Below: Eventtypes give us the ability to see known problems that happen over time. We can even see known problems broken down by client.

Once we had our frequently occurring problems categorized, we were able to break it down even further. We could identify problems caused by configuration in our application layer, problems that required escalation or if client side contacts needed to be engaged.

Below: We now have the ability to track impact to users from clients not taking a service package [left], or from improper Service Configuration [right].


We’ve also started taking advantage of Splunk’s alerting. With its powerful searching abilities, we have scheduled searches that trigger an alert when a particular condition is met. For example, when a client has misconfigured certain credentials that cause authentication errors all over the site, we can engage support immediately to get it resolved.

What’s Next?

Although we have a better understanding of our logs now, it can get even better. We plan on continually categorizing our logs so that monitoring our system becomes really simple for everyone. Once all of our known issues are categorized, we wish to have a scheduled search that can identify anomalies in the logs. This would be highly beneficial to find out if a release introduces issues.

Since our site is dependent on multiple services, most of the service problems are resolved by escalated support.
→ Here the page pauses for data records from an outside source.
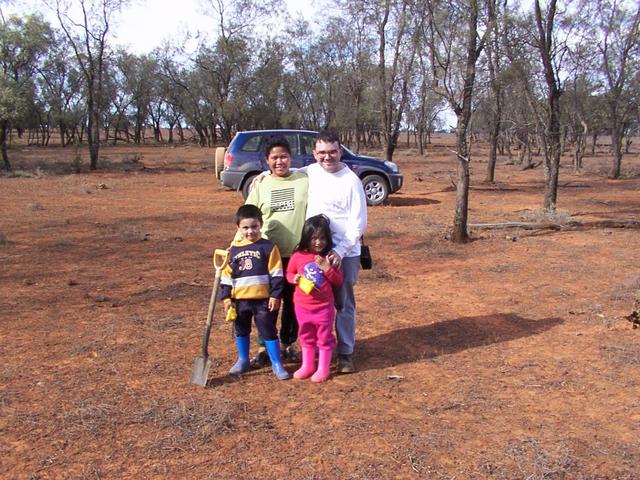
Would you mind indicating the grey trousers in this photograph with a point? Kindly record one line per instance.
(346, 317)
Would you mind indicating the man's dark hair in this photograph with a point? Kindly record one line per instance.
(274, 142)
(327, 136)
(248, 211)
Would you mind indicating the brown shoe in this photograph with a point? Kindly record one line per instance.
(345, 364)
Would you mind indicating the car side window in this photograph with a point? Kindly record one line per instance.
(252, 144)
(306, 144)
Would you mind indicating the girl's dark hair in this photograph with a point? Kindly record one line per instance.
(319, 222)
(274, 142)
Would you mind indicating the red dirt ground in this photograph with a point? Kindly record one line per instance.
(506, 358)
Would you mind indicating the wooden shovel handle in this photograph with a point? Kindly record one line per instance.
(220, 259)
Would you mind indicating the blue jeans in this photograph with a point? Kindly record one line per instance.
(345, 298)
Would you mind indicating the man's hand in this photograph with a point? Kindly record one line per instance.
(334, 258)
(256, 180)
(274, 304)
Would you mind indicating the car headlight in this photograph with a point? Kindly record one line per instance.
(392, 166)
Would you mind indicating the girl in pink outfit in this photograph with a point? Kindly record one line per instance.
(314, 277)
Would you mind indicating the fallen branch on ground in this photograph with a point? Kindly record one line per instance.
(558, 226)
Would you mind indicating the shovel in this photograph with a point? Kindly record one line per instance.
(201, 365)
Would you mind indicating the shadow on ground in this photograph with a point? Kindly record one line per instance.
(410, 201)
(413, 344)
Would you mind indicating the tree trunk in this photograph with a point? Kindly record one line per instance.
(616, 146)
(493, 149)
(460, 234)
(4, 133)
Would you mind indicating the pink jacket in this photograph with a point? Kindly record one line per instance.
(304, 264)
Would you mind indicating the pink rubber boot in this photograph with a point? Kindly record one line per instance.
(324, 361)
(308, 364)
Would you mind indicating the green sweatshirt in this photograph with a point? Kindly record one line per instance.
(283, 202)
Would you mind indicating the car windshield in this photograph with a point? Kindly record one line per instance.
(347, 151)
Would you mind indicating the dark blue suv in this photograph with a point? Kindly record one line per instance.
(244, 159)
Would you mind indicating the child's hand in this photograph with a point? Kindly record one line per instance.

We are currently working on identifying problems with known resolutions along with the people that need to be contacted to perform the resolution steps. Eventually we would like to send alerts/emails from Splunk to Cerner’s general support directly for these issues.
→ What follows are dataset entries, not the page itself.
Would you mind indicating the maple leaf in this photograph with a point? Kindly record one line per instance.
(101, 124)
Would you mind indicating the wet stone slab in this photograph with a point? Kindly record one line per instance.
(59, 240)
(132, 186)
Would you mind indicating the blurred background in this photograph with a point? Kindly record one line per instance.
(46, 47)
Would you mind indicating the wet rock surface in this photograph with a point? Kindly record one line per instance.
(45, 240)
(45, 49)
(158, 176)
We also plan on integrating Jira into splunk with the help of the Splunk Jira app. This will give us the ability to not only track issues in our logs, but also view their current status (investigation, assigned, fixed, resolved). This closes the loop on finding new issues, tracking their impact, and finally their resolution until the end. Splunk has been extremely exciting to work on and has been an invaluable asset to our team. We’d love to continue the conversations on how we can improve our usage of Splunk and how others are using it as well.